在本研究中,我们评估了(18)F(-)/(18)F - FDG给药后的生物分布,并与单独给予(18)F - NaF和(18)F - FDG的情况进行了比较。我们还通过半定量分析估计了(18)F - NaF和(18)F - FDG在(18)F(-)/(18)F - FDG给药中的相互作用。
我们回顾性分析了49例患者(39例男性,10例女性;平均年龄±标准差,59.3±15.2岁)的数据,这些患者依次接受了单独的(18)F - FDG PET/CT和(18)F - NaF PET/CT扫描以及(18)F(-)/(18)F - FDG PET/CT扫描。最常见的原发性诊断为前列腺癌(n = 28),其次是肉瘤(n = 9)和乳腺癌(n = 6)。记录了所有患者18个器官的平均标准化摄取值(SUV),并记录了所有已识别恶性病变的最大SUV和平均SUV。我们还根据(18)F(-)/(18)F - FDG PET/CT中(18)F - NaF注射剂量的比例,将(18)F(-)/(18)F - FDG摄取量估计为(18)F - FDG摄取量与调整后的(18)F - NaF摄取量之和。最后,我们比较了结果,以探讨(18)F(-)/(18)F - FDG扫描中(18)F - FDG和(18)F - NaF摄取的相互作用。
大脑皮层、小脑、腮腺、心肌和肠道中的(18)F(-)/(18)F - FDG摄取主要反映(18)F - FDG摄取,而其他分析结构中的摄取则受(18)F - FDG和(18)F - NaF摄取两者的影响。

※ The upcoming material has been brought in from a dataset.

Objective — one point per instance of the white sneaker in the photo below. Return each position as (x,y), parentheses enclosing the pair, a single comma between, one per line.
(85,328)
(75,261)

与单独的(18)F - FDG扫描摄取相比,骨外病变中的(18)F(-)/(18)F - FDG摄取无显著差异。骨病变中的(18)F(-)/(18)F - FDG摄取主要反映(18)F - NaF摄取。骨外病变中(18)F(-)/(18)F - FDG的肿瘤与本底比值与单独的(18)F - FDG相比无显著差异(P = 0.73)。对于骨病变,(18)F(-)/(18)F - FDG的肿瘤与本底比值低于单独的(18)F - NaF(P < 0.001);然而,这种差异并未导致在(18)F(-)/(18)F - FDG扫描中漏诊骨病变。
了解放射性药物的生物分布、(18)F(-)/(18)F - FDG扫描的病变摄取以及与单独的(18)F - FDG PET/CT和(18)F - NaF PET/CT摄取相比的变化,对于更深入评估联合扫描技术具有重要价值。